Our country took its first fledgling steps as a nation on January 7th, 1922 when the Irish Free State was born and with Growing Up With Ireland, veteran journalist Valerie Cox attempts to give voice to those who were born into this new nation.
She spoke to 26 citizens, all born between 1922 and 1927, and documents a wonderful array of memories. These are the bystanders of history. The ones in the crowd as de Valera spoke or as war was declared. This is a book for the personal memory that gives you a snapshot of the people that lived through momentous times.
There is a stark innocence to these memories and a jarring finality to them. A groom leaves his wedding to evade the Black and Tans, loved ones leave for distant shores and air raid sirens ring out. These momentous events are the mere frame to these 26 lives and it’s the courtship of a wife, the birth of a child or the starting of a business that stirs them.
This is a book about 26 individuals reminiscing, and the author does not try and find a common thread between them. Cox is happy to hand over the pulpit to the individual and the experience is akin to meeting a distant relative at a family gathering and getting them to open up about a formative time in their lives.
She does, however, probe their religious beliefs and try to prod them about what they see when they look at Ireland today and some of the answers are jolting. One lady, Eileen Stack explains her strong views on the Tuam Baby Home scandal: “I think they are forgetting the history there. All virgin births! Not a word about the dad or the families. There are young people who didn’t live through that and they think it’s the same as today.”
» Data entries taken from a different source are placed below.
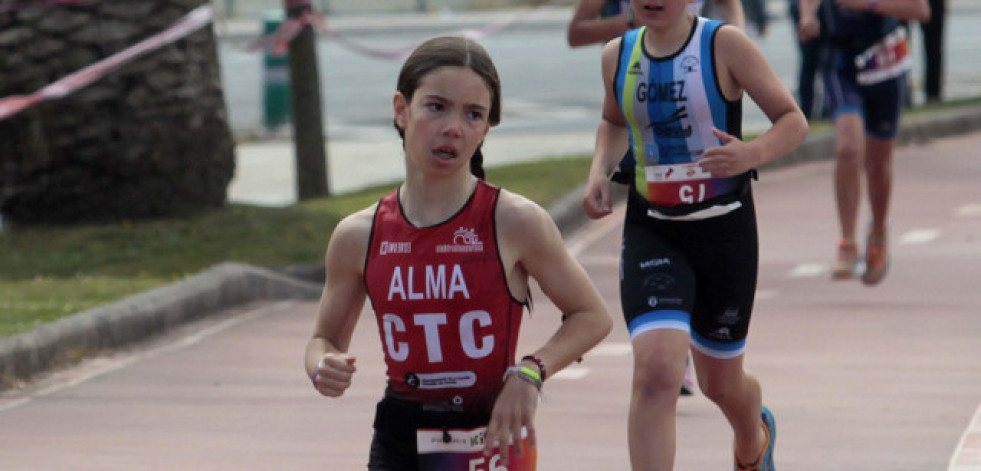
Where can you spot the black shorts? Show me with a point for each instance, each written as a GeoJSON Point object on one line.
{"type": "Point", "coordinates": [879, 105]}
{"type": "Point", "coordinates": [393, 446]}
{"type": "Point", "coordinates": [698, 276]}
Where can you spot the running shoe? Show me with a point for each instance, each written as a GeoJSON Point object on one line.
{"type": "Point", "coordinates": [765, 460]}
{"type": "Point", "coordinates": [844, 267]}
{"type": "Point", "coordinates": [687, 386]}
{"type": "Point", "coordinates": [876, 263]}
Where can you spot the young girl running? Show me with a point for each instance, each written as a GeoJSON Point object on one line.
{"type": "Point", "coordinates": [689, 260]}
{"type": "Point", "coordinates": [445, 261]}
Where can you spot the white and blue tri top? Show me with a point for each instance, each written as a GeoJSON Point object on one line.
{"type": "Point", "coordinates": [671, 105]}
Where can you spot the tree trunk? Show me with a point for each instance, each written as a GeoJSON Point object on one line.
{"type": "Point", "coordinates": [150, 139]}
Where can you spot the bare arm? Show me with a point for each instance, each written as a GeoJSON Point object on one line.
{"type": "Point", "coordinates": [586, 26]}
{"type": "Point", "coordinates": [327, 362]}
{"type": "Point", "coordinates": [538, 251]}
{"type": "Point", "coordinates": [532, 246]}
{"type": "Point", "coordinates": [742, 67]}
{"type": "Point", "coordinates": [611, 140]}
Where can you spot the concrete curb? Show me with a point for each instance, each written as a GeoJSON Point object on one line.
{"type": "Point", "coordinates": [144, 315]}
{"type": "Point", "coordinates": [226, 285]}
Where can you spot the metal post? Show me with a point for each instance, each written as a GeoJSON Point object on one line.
{"type": "Point", "coordinates": [308, 127]}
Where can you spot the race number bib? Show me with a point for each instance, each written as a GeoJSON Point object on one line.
{"type": "Point", "coordinates": [887, 59]}
{"type": "Point", "coordinates": [464, 451]}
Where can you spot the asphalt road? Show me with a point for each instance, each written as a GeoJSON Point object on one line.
{"type": "Point", "coordinates": [548, 87]}
{"type": "Point", "coordinates": [884, 378]}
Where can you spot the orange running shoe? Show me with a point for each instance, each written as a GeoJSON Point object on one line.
{"type": "Point", "coordinates": [844, 267]}
{"type": "Point", "coordinates": [876, 263]}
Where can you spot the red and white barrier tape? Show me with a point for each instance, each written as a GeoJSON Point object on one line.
{"type": "Point", "coordinates": [278, 41]}
{"type": "Point", "coordinates": [193, 21]}
{"type": "Point", "coordinates": [10, 7]}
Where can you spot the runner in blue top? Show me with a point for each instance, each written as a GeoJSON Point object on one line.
{"type": "Point", "coordinates": [689, 259]}
{"type": "Point", "coordinates": [597, 21]}
{"type": "Point", "coordinates": [865, 85]}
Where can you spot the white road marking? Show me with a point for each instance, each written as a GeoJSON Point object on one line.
{"type": "Point", "coordinates": [809, 270]}
{"type": "Point", "coordinates": [967, 453]}
{"type": "Point", "coordinates": [612, 349]}
{"type": "Point", "coordinates": [968, 210]}
{"type": "Point", "coordinates": [596, 231]}
{"type": "Point", "coordinates": [118, 363]}
{"type": "Point", "coordinates": [919, 236]}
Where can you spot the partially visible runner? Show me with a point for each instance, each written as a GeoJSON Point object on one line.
{"type": "Point", "coordinates": [865, 83]}
{"type": "Point", "coordinates": [598, 21]}
{"type": "Point", "coordinates": [445, 260]}
{"type": "Point", "coordinates": [689, 263]}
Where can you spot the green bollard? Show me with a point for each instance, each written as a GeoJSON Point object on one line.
{"type": "Point", "coordinates": [275, 77]}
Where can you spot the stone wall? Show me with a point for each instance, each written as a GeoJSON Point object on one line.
{"type": "Point", "coordinates": [151, 139]}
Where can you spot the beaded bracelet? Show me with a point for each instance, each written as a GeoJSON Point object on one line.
{"type": "Point", "coordinates": [525, 374]}
{"type": "Point", "coordinates": [538, 361]}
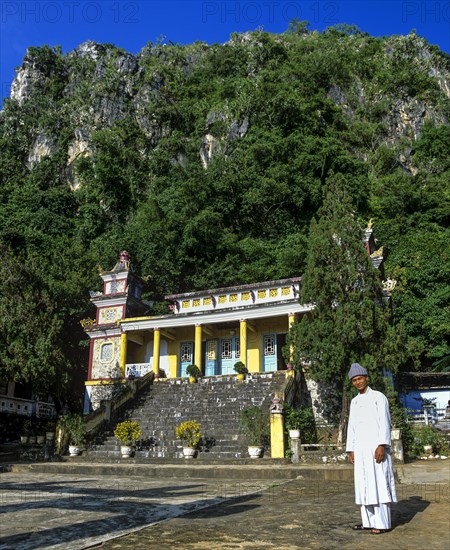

In the same paragraph she praises her father for his liberal for-the-time advice to a pregnant woman out of wedlock and it’s tough to square the two statements coming from the same person but that is the essence of the book. The vast trove of memories give way to the unvarnished opinions on the here and now and in that we get an idea of how this country has utterly changed in their eyes. Sometimes for the good but more often for the bad.
Cox is determined to have the book act as a strict vehicle for the 26 memories and while this restraint is admirable, it also sometimes leaves us without a little colour. An author’s observation can sometimes pierce someone as strongly as a memory and we sometimes don’t get the whole picture of someone.
I had six children around and I kept lifting coffee mugs that were scattered everywhere and I thought, this can't be it
However, in some paragraphs you can imagine an entire novel. Take Joan Kealy explaining her life and marriage to Kevin: “Then Kevin tried to make me do the Benevolence Society but I was a total failure and that was quickly taken out of my hands and he did it for me. I was so lacking in maturity. I was used to my mother being at home doing the cooking and I fell into that pattern for a couple of years as a wife and I didn’t have ideas about going back to work. What started me thinking was when my mother died and I had six children around and I kept lifting coffee mugs that were scattered everywhere and I thought, this can’t be it.”
The subservience, the difficulties of early marriage and parenthood, and the realisation that there is more out there, is all given in a few sentences and it acts as the most powerful chronicle of history in the book.
In Julian Barnes’ novel The Sense of an Ending, the narrator describes incidents that have grown into anecdotes, he defines them as “some approximate memories which time has deformed into certainty, if I can’t be sure of the actual events any more, I can at least be true to the impressions those facts left. That’s the best I can manage”.
Every one of the 26 voices in this book are faithful to definition of memory. There is innocence and guilt here, they are the faces in the crowd of history and tell the stories that knit the fabric of Ireland, but they are also a document to what was lost and what has changed.